Asbestos cement manufacturing plants in New Orleans that predominately used chrysotile asbestos have been studied, and asbestos content in most products ranged from 15% to 28%. Plant 1 added amosite ( 1 % of product) and infrequently used crocidolite in the manufacture of corrugated bulkhead, and facilities in Plant 2 used crocidolite steadily, which constituted 3% of the pipe material (Weill et al., 1979). Among 6931 workers exposed to mixed fibers, 9 mesotheliomas in Plants 1 and 2 were found (Hughes et al., 1987; Hodgson and Darnton, 2001). In a study of asbestos cement factory in Wales, two mesotheliomas were reported, but both were exposed to crocidolite (Thomas et al., 1982). Eighteen mesothelioma cases were found among 541 workers in the asbestos cement industry in Norway, where 8% amphiboles were added to the chrysotile used (Ulvestad et al., 2002). For Danish workers in the asbestos cement industry between 1928 and 1984, 13 cases of mesothelioma were observed. For pleural cancer among the male workers, the observed/expected rate was statistically elevated at 5.46, but amphiboles were used starting in 1946 (Raffn et al., 1989).

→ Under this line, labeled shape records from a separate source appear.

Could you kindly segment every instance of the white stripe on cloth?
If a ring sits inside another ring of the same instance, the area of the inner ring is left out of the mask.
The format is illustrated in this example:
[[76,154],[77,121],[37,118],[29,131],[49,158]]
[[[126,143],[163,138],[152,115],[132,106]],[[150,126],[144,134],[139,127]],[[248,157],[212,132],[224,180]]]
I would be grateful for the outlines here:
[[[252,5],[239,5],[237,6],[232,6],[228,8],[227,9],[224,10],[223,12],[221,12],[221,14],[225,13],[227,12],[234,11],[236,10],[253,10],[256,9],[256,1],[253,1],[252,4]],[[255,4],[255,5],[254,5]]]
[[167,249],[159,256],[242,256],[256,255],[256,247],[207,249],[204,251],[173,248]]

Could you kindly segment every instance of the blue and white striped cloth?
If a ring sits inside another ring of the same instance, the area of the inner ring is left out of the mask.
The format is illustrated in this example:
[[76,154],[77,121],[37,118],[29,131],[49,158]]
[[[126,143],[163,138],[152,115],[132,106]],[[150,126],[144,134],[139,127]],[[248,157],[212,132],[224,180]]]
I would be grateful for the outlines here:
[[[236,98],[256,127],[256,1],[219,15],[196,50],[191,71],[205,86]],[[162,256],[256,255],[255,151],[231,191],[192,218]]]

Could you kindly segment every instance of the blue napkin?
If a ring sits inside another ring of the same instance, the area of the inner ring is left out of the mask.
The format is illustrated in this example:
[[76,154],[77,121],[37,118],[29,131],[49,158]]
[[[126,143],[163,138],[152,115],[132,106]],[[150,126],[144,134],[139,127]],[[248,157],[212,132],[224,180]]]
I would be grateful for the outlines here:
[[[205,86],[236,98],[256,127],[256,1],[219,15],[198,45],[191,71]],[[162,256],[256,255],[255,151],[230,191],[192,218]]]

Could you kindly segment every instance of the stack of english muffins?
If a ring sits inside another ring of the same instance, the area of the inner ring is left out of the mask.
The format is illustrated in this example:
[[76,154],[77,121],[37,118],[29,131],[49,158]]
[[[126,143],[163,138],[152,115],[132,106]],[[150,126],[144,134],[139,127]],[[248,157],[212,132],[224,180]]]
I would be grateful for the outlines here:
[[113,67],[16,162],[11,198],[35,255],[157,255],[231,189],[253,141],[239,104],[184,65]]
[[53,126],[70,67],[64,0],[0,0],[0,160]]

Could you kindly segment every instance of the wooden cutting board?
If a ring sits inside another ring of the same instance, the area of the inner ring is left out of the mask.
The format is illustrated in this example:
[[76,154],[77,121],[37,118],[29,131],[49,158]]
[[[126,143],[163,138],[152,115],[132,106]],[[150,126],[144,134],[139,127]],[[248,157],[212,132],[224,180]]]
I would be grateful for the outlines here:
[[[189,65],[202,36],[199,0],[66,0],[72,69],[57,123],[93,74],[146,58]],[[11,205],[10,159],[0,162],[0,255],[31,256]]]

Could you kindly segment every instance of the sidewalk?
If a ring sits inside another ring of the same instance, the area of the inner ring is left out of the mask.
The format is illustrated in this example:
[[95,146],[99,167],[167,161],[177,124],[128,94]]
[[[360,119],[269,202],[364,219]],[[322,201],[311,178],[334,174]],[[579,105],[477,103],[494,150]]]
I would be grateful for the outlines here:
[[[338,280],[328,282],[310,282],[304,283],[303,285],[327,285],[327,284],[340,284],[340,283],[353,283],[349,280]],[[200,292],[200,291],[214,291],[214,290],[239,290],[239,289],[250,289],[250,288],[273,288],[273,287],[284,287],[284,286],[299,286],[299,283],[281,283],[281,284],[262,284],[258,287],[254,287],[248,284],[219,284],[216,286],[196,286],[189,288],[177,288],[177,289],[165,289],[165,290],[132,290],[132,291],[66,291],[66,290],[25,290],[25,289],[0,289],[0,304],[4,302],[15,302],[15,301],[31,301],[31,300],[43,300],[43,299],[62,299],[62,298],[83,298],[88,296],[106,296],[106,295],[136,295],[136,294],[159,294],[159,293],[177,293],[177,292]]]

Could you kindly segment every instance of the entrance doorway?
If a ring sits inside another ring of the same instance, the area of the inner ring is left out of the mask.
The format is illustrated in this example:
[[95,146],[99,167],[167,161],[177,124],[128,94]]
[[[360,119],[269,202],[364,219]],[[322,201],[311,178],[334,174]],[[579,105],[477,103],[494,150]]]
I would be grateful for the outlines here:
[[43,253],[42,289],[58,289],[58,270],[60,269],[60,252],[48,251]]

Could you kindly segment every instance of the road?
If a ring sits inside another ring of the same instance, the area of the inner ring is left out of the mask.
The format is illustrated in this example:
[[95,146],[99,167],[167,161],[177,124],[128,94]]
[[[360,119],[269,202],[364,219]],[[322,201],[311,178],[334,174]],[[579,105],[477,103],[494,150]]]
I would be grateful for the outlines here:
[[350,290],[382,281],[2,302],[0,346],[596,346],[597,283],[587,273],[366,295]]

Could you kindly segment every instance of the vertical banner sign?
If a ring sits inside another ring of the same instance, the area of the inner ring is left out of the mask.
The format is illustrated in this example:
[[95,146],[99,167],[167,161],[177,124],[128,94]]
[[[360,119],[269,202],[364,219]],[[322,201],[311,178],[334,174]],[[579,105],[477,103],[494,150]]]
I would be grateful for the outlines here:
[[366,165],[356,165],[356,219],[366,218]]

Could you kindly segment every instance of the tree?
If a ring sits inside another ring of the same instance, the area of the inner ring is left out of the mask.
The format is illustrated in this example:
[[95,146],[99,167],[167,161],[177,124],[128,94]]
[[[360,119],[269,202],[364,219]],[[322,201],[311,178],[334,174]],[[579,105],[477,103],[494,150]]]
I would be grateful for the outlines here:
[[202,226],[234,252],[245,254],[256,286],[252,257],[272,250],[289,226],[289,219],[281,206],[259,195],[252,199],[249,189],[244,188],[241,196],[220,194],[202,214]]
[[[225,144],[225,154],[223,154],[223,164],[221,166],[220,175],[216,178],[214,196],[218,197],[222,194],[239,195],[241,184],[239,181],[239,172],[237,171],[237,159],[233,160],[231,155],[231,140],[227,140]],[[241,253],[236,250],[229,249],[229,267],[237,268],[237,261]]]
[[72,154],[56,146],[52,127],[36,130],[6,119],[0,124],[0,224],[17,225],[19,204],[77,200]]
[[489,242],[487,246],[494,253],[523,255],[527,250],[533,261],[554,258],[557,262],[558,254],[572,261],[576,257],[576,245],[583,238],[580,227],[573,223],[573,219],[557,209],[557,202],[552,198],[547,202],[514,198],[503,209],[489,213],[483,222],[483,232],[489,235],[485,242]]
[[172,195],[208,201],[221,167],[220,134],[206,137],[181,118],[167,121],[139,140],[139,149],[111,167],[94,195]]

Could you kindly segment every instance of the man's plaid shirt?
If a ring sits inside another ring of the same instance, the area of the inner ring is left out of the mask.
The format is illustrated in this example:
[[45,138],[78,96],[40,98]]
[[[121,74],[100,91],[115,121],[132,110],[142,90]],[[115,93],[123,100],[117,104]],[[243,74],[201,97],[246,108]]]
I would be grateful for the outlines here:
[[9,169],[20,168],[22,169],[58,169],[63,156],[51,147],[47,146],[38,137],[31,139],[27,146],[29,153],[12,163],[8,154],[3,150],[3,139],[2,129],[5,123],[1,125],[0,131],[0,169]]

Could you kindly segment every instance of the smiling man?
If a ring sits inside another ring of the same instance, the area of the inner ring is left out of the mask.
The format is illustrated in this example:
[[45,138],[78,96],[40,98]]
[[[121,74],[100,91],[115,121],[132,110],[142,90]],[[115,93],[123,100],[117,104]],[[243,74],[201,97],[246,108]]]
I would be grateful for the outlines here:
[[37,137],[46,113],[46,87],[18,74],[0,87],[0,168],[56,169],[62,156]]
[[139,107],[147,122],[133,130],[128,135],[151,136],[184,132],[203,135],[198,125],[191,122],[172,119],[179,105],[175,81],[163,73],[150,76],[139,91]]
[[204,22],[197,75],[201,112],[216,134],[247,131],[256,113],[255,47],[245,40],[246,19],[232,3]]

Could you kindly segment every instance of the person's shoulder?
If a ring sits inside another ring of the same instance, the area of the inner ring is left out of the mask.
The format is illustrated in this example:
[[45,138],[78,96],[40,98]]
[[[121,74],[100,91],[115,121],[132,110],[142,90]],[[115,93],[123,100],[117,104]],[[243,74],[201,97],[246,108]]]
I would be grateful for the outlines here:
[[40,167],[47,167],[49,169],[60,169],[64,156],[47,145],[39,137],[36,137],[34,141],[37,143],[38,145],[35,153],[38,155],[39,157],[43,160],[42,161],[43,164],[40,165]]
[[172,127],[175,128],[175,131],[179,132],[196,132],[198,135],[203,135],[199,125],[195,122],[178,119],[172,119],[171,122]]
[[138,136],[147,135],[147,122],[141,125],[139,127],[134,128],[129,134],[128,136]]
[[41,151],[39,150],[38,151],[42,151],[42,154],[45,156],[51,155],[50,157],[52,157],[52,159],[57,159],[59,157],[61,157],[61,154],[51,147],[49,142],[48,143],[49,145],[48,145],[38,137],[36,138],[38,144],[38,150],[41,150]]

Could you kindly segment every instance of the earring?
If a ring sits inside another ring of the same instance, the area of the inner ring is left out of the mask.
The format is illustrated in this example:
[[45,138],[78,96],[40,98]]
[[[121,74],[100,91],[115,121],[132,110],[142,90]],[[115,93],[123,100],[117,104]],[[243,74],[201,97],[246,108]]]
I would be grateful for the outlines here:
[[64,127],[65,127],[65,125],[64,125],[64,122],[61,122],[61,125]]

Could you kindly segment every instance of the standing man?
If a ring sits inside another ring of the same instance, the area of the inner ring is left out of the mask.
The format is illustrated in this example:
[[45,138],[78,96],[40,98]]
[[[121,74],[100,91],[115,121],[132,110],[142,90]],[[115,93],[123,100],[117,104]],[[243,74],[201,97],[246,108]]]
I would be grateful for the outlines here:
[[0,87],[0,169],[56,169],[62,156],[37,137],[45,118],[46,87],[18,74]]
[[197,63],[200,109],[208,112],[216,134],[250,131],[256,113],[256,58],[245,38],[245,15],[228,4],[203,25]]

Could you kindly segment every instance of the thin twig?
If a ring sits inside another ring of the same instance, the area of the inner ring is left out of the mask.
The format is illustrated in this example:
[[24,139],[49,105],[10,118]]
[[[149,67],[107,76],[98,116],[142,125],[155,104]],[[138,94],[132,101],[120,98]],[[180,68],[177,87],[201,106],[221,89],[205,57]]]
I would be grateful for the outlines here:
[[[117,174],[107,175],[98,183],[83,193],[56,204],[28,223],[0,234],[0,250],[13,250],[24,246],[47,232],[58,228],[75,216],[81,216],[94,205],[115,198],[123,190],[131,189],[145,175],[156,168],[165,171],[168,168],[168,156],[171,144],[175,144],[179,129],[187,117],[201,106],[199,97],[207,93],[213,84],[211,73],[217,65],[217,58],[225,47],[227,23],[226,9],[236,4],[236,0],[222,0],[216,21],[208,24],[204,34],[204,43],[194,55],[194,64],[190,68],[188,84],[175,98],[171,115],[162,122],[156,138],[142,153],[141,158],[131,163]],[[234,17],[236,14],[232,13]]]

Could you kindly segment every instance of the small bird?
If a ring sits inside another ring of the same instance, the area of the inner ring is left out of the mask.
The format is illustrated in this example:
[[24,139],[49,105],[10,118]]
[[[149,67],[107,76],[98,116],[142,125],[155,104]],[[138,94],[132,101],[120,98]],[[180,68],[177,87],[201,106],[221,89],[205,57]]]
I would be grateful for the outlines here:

From Poland there is a report of 5 mesotheliomas among 3563 male workers (Szeszenia-Dabrowska et al., 1997), and 21 mesotheliomas were found among Israeli workers using 90% chrysotile and 10% crocidolite mixture to produce asbestos cement products (Tulchinsky et al., 1999). The mortality study of 1506 workers of a French asbestos cement factory at Paray-Le-Monial who were employed at least 5 years (providing nearly 34,000 personyears) observed 4 mesotheliomas, 1 of which was a peritoneal case with a latency period of 13.5 years. The 3 deaths from pleural mesothelioma had an average latency of less than 25 years, resulting in a mean of 22.4 years. Founded in 1940, this factory used not only chrysotile but also crocidolite (Alies-Patin and Valleron, 1985).